Los ojos inocentes y suplicantes y llorosos, quedaron vueltos hacia
el cielo. En torno se durmió la noche. Sintió que se hundía,
vertiginosamente, en su humedecida oscuridad. Ahora,
con los ojos duros clavados en la luna, escucha la música grave que,
hendiendo la noche, se le enrosca por todo el cuerpo. Siente las notas
lentas subirle por las piernas, con la febricitante y calmosa avidez con
que se chupa la primer pitada de un toscano. Y le suben, como ese humo
picante, por el vientre, le atraviesan el tórax y le atan un nudo de
angustia en la garganta. La música lo yergue por encima de su miseria.
Como si lo arrancara, con la mugre vuelta limpia de golpe, del suelo donde
está tendido. Y lo eleva, con alas en rápido pero suave ascenso, hasta
allí donde olvida la memoria de su carne. La música lo
mece en una rápida sucesión de imágenes.
Siente, eso sí, el inmenso palpitar del corazón, como un bicho
enjaulado. Pero es un bicho tiernísimo y doloroso, con enceguecidos ojos,
bebiendo sangre. A través del hueco de la pared ve la imagen lejana del
viejo depósito de la Aduana, recortado difusamente en la neblina, que
parece balancearse. Y el depósito, le es ahora amigo y familiar, como si
todo él cupiera en su corazón que palpita tremendamente. Se siente viejísimo.
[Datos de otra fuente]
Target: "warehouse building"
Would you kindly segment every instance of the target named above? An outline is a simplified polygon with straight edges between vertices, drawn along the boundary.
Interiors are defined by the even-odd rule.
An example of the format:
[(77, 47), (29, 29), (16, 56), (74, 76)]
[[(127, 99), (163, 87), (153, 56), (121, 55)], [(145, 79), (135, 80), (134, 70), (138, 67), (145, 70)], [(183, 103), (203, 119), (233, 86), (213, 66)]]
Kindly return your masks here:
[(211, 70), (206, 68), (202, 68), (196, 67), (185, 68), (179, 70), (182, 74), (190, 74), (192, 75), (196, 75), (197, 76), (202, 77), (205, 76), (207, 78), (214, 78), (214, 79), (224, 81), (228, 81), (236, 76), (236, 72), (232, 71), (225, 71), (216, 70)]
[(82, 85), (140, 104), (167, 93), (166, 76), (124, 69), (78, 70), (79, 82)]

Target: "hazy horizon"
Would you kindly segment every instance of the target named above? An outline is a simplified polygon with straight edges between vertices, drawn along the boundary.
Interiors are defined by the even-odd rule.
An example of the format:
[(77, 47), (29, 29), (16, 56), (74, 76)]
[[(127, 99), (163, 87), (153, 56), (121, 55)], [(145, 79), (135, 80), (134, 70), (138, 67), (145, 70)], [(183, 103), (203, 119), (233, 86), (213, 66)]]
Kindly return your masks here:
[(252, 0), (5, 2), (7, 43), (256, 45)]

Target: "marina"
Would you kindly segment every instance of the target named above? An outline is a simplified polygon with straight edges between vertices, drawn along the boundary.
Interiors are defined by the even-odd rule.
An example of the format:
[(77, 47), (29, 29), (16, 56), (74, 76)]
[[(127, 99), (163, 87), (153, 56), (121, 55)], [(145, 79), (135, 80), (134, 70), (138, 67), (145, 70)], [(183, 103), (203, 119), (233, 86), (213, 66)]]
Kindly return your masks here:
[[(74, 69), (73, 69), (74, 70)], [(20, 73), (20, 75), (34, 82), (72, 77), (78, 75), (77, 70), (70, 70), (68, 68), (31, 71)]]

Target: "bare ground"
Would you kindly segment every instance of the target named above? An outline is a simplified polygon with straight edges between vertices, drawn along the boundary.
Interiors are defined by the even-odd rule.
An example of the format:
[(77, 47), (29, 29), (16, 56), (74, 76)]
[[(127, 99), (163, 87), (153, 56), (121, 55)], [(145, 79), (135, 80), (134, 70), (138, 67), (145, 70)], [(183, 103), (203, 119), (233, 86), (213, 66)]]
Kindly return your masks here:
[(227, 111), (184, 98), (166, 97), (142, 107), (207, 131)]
Casi anterior al mundo y a las vastas noches que el mundo abarca.
Desciende ahora con las alas que lo habían elevado. Pero desciende hacia
atrás en el tiempo. Como si el tiempo, en violentos e innumerables
golpes, fuera arrojando los incontables minutos y segundos que compusieron
su vida. Llega hasta su infancia. Y su infancia transcurrió cuando el
mundo aún no existía. Su infancia es un conjunto de vertiginosos minutos
y segundos, todos unos, blancos, inmaculados de podredumbre y piojosa
barba. Con una limpidez en la que no se eleva un recuerdo. Tendida en una
línea donde quizás el único resorte aun viviente es una tremenda y
ciega maternidad. Allí,
sobre su infancia límpida reposa. Su cabeza no está
sobre la piedra en que, está. Sus
piernas no calzan estos duros pantalones. El Viejito es un niño. Un
tremendo e inmaculado niño puro. -Tas
callado, viejo. La
escupida le pasa rozando la cara. Pero la voz gangosa, las palabras
entrecortadas saliendo de la garganta borracha, son, para Viejito, apenas
un pequeño arrullo lejano. Lejanísimo
como una flor en el cielo. Un sonido tal como el de un montón de
estrellas que chocaran. Que chocaran... -Contestá,
ché viejo. ¿Tamo o no stamo? La
música de la radio ha callado. Se constriñe el silencio de la noche. El
mundo parece dormir. Se oye de golpe elevarse y perderse en el aire la voz
aflautada y débil de una muchacha, y el taconear en la vereda de una
invisible pareja. -Ta
bien. El
salivazo le pega en la frente. No lo siente. Cierra los ojos y parece
quedar dormido. Y su rostro
adquiere súbitamente una cualidad casi infantil. Transfigurado, ceñido a
sus líneas más puras y definidas, se aquieta en una infinita serenidad.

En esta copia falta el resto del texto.